21 cm observation of LSS at z~1 Instrument sensitivity and foreground subtraction

TL;DR

This paper evaluates the sensitivity of radio interferometers for 21cm intensity mapping to study large-scale structures at z~1, focusing on instrument configurations, foreground removal, and implications for Dark Energy constraints.

Contribution

It introduces a method to assess instrument sensitivity and foreground subtraction for 21cm LSS observations, demonstrating the potential of multi-beam radio arrays for cosmological studies.

Findings

Radio instruments with hundreds of beams can detect BAO at z~1.

Foreground removal effectively isolates the 21cm signal.

Optimized setups can constrain Dark Energy parameters.

Abstract

Large Scale Structures (LSS) in the universe can be traced using the neutral atomic hydrogen HI through its 21cm emission.

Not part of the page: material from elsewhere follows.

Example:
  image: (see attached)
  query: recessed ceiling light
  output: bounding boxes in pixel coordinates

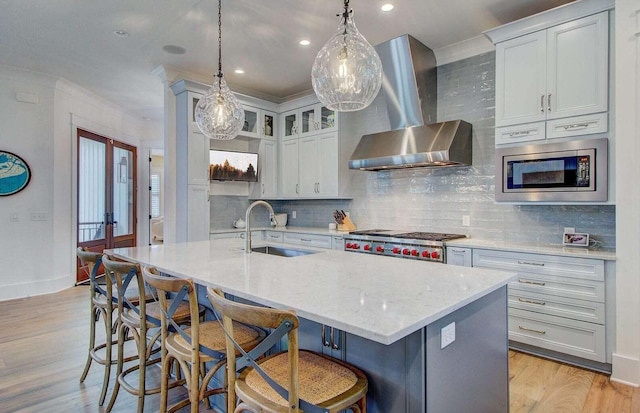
[162,44,187,54]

Such a 3D matter distribution map can be used to test the Cosmological model and to constrain the Dark Energy properties or its equation of state. A novel approach, called intensity mapping can be used to map the HI distribution, using radio interferometers with large instantaneous field of view and waveband. In this paper, we study the sensitivity of different radio interferometer configurations, or multi-beam instruments for the observation of large scale structures and BAO oscillations in 21cm and we discuss the problem of foreground removal. For each configuration, we determine instrument response by computing the (u,v) or Fourier angular frequency plane coverage using visibilities. The (u,v) plane response is the noise power spectrum, hence the instrument sensitivity for LSS P(k) measurement. We describe also a simple foreground subtraction method to separate LSS 21 cm signal from the foreground due to the galactic synchrotron and radio sources emission. We have computed the noise power spectrum for different instrument configuration as well as the extracted LSS power spectrum, after separation of 21cm-LSS signal from the foregrounds. We have also obtained the uncertainties on the Dark Energy parameters for an optimized 21 cm BAO survey. We show that a radio instrument with few hundred simultaneous beams and a collecting area of ~10000 m^2 will be able to detect BAO signal at redshift z ~ 1 and will be competitive with optical surveys.